He’s a Chris Morris fan

According to a Guardian interview in 2001, James thinks Chris Morris – whose Bafta-winning film Four Lions satirises much of the hypocrisy and surrealism of the British jihadist movement – is the ‘best comedian of all time’. Says James in the interview: “He’s amazing, that geezer. I don’t find any of his stuff offensive. A lot of my friends watch it with their hands over their mouths, like, ‘God, that’s so shocking.’ I just find it normal. Every single person has twisted thoughts that they’re just too scared to tell anyone about.”

He’s good at chess

“Chess has all the beauty of art – and much more,” said Duchamp – who eventually gave up art to concentrate on chess – in an interview with Time in 1952. “It cannot be commercialised.

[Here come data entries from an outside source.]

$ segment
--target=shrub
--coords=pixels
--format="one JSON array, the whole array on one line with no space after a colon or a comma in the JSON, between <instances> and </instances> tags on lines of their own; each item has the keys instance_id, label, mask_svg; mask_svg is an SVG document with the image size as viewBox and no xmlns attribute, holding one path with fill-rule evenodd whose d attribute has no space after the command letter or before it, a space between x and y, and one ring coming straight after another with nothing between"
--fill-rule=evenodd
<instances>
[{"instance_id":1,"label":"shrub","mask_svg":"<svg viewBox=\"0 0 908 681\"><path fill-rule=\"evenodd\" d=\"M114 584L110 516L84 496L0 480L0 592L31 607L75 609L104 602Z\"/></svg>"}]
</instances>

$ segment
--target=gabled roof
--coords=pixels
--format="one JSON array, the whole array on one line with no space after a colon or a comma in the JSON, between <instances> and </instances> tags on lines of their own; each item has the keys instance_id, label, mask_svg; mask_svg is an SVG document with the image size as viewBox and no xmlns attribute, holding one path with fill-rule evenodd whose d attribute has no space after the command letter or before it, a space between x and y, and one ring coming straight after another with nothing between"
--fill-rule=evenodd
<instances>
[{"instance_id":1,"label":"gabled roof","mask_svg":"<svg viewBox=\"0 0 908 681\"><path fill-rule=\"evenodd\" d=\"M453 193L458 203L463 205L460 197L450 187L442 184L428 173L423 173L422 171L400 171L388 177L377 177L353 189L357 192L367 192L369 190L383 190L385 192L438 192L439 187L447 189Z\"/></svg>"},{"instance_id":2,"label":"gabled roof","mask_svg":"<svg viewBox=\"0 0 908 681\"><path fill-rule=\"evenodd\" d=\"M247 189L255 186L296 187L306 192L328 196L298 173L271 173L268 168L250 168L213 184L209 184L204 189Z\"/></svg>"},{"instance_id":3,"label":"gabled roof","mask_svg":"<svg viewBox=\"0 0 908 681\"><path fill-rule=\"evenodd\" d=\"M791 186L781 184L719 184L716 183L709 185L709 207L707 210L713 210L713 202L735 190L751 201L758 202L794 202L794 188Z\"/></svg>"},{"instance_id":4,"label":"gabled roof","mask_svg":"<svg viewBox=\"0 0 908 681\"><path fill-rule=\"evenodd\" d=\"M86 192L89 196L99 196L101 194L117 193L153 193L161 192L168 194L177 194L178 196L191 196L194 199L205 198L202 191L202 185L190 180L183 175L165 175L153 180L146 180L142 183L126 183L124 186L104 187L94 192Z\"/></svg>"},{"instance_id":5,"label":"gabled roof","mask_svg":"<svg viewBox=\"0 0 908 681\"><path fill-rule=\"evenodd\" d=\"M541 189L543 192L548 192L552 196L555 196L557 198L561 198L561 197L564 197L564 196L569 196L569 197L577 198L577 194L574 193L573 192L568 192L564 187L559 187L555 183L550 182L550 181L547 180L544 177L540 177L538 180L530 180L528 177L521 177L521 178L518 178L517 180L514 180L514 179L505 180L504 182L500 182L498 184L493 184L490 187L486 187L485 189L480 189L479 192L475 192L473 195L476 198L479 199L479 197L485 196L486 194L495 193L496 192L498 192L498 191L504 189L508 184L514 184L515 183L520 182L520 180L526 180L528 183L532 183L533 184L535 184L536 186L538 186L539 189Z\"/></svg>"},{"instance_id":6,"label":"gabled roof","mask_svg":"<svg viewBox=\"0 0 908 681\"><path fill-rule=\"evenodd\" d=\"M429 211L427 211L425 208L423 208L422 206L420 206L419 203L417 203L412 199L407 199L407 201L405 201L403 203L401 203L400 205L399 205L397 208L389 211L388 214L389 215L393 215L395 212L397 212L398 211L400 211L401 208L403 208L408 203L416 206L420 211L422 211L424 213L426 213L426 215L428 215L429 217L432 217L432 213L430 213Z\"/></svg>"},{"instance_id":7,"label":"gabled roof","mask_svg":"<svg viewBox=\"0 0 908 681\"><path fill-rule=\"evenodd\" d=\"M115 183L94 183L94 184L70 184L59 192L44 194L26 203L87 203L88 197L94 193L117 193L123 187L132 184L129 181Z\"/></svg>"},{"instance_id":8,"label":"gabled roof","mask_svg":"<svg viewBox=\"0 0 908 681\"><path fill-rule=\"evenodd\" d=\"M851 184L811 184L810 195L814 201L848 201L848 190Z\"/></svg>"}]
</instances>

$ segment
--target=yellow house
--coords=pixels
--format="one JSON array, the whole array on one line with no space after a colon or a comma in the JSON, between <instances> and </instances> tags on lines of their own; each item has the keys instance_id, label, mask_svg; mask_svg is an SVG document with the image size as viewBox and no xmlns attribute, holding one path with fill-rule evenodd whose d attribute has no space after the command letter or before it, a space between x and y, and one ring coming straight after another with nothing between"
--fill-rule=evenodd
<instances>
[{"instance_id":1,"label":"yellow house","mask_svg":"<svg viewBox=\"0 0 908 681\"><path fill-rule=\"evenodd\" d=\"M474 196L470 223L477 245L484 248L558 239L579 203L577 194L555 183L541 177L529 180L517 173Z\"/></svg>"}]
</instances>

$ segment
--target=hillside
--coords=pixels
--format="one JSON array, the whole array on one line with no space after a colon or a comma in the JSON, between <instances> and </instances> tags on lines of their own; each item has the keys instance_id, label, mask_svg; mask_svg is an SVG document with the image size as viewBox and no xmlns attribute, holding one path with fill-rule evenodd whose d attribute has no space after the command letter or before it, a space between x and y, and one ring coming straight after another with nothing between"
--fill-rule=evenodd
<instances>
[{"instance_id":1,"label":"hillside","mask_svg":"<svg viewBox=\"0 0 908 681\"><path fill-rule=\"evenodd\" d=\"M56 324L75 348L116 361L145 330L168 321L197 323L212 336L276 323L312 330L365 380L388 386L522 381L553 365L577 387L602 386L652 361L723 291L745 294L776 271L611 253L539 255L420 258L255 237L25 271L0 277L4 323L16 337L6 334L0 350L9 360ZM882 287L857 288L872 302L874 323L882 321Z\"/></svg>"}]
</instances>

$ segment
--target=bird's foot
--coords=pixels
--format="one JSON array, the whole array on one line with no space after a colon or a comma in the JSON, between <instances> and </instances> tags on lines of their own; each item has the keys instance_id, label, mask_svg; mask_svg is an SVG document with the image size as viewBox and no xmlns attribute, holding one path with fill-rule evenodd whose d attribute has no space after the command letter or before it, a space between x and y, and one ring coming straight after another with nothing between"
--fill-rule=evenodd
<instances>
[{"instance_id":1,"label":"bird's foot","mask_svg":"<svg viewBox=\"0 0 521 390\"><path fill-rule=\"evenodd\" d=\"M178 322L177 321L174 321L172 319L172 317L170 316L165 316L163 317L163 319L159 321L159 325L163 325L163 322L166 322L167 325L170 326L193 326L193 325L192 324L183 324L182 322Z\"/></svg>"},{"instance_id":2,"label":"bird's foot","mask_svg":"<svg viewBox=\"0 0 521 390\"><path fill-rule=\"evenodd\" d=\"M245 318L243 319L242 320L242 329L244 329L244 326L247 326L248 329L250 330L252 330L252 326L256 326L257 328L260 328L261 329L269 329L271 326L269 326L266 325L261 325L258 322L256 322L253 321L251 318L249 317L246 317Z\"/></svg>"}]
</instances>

Chess is much purer than art in its social position.” Known to be something of a recluse, James – who now lives in a small (population: 300) village in Scotland – seems to also have a thing for the little figures of strategy. “Well, I don’t know if I’m good,” he told Space Age Bachelor Magazine in 1999, “But compared to someone who’s shit, I’m good. I love it. I can get right into it. Concentration’s not a problem. As long as I’m somewhere nice, and not distracting. I can’t play Chess with the TV on. That’s well fucking irritating. But I can play it when I’m listening to music. I’m rubbish when I’m stoned though. I just make really crap mistakes.”

He doesn’t believe in God

James grew up in Cornwall and apparently hung out on the beach with the surfers, taking drugs, bored by the lack of nightlife. According to an interview published in Select, 1995, he was once messing about on the beach and the undertow from a freak wave dragged him out to sea. His friends walked on up the beach, unaware that Richard was drowning. For about five minutes he struggled against the tow, convinced he was about to die, knowing that the only way to get back in would be to surf on a wave. Just as he was ready to give up, another wave washed him back onto the beach. “I’ve been close to death about a hundred times,” says James in the interview. “I almost drowned a few times and I’ve had more than 15 serious car crashes. It’s nice to speculate about [the afterlife], but I’m just too old-fashioned.”